The Fourth of July is this week, and the thoughts of all who love this country in spite of its faults turn toward a nagging but rarely discussed problem: the failure of rock and roll, in the course of its 45-some-year history, to produce a single decent, unironic patriotic song. (I fully realize that by expecting to find, within the culturati who make up this column's readership, a hard core of patriots, I may be slicing my demographic pie too thinly.)

There is no parallel problem in other American pop music genres. R&B has James Brown's "Living in America"--I don't know what the song's about, but neither does anyone else, so if it's a veiled critique, well, it was still good enough for Bill Clinton's last campaign. Lee Greenwood's great 1984 country anthem "God Bless the U.S.A." (you know, "I'm proud to be an American/Where at least I know I'm free/And I'd gladly thank the men who died/Who gave that right to me..." or something like that) gets firmly stuck in my head around this time every year. The lyrics' Cold War linkage of patriotism with anti-communism and worship of the military is uninspired, but that swelling melody--a perfect accompaniment to fireworks--gets me every time.

What does rock offer to compete with these tunes? Worn patriotic choruses set against verses that evoke poverty or other forms of misery to create ironic juxtapositions. Example: Bruce Springsteen's "Born in the U.S.A.," a bitter song about a guy whose patriotism has been rewarded by him getting screwed in absolutely every orifice; contrast with Merle Haggard's "The Fighting Side of Me": Haggard's patriotism isn't as blindly celebratory as Greenwood's, but he'd probably trade a few words (if not punches) with the embittered loser from Springsteen's song.

John Mellencamp, who is to Springsteen as Springsteen was to Bob Dylan, works a similar trick in a more subtle fashion in "Pink Houses," which lovingly portrays a poor but happy elderly black couple while suggesting that their country is failing them--the "interstate running through his front yard," the ignorant capitalist victors elsewhere who "go to work in some highrise and vacation in the Gulf of Mexico." I can't read the "Ain't that America/Home of the free" chorus as anything but sly use of cliché.
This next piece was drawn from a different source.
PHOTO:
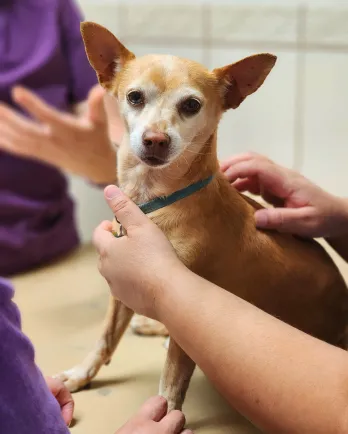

What would a patriotic rock song sound like? Would it be scary, like Prince's undoubtedly sincere "America," where the verses threaten unpatriotic types with communism or nuclear annihilation? Or would it have to have three hedges for every patriotic sentiment, like David Byrne's lyrics from "Miss America" ("I love America/Her secret's safe with me/And I know her wicked ways/The parts you never see")? Could there be one song where the celebration is neither tinged with fear or disgust? Or is that just the basic form of American patriotism in its expressed state?


Seattle has its share of strange arts awards (such as the one sponsored by the Bagley Wright Fund and meant for Seattle artists, which keeps getting awarded to mid-to-late career artists like Merce Cunningham and Mark Morris, who haven't lived in Seattle for decades), but the newly announced Artist Trust "Award for Lifetime Artistic Achievement" is a particular gem. Funded by an anonymous donation of $250,000, the award of approximately $10,000 will be given in perpetuity on an annual basis to "a Washington woman visual artist, 60 years of age or older." Talk about thin demographic slices! How many good Washington women visual artists over 60 are there? You give one to Jacob Lawrence's widow, one to Fay Jones, maybe Doris Chase and Elizabeth Sandvig, and then what? If your mom lives in-state, get her to a painting class immediately.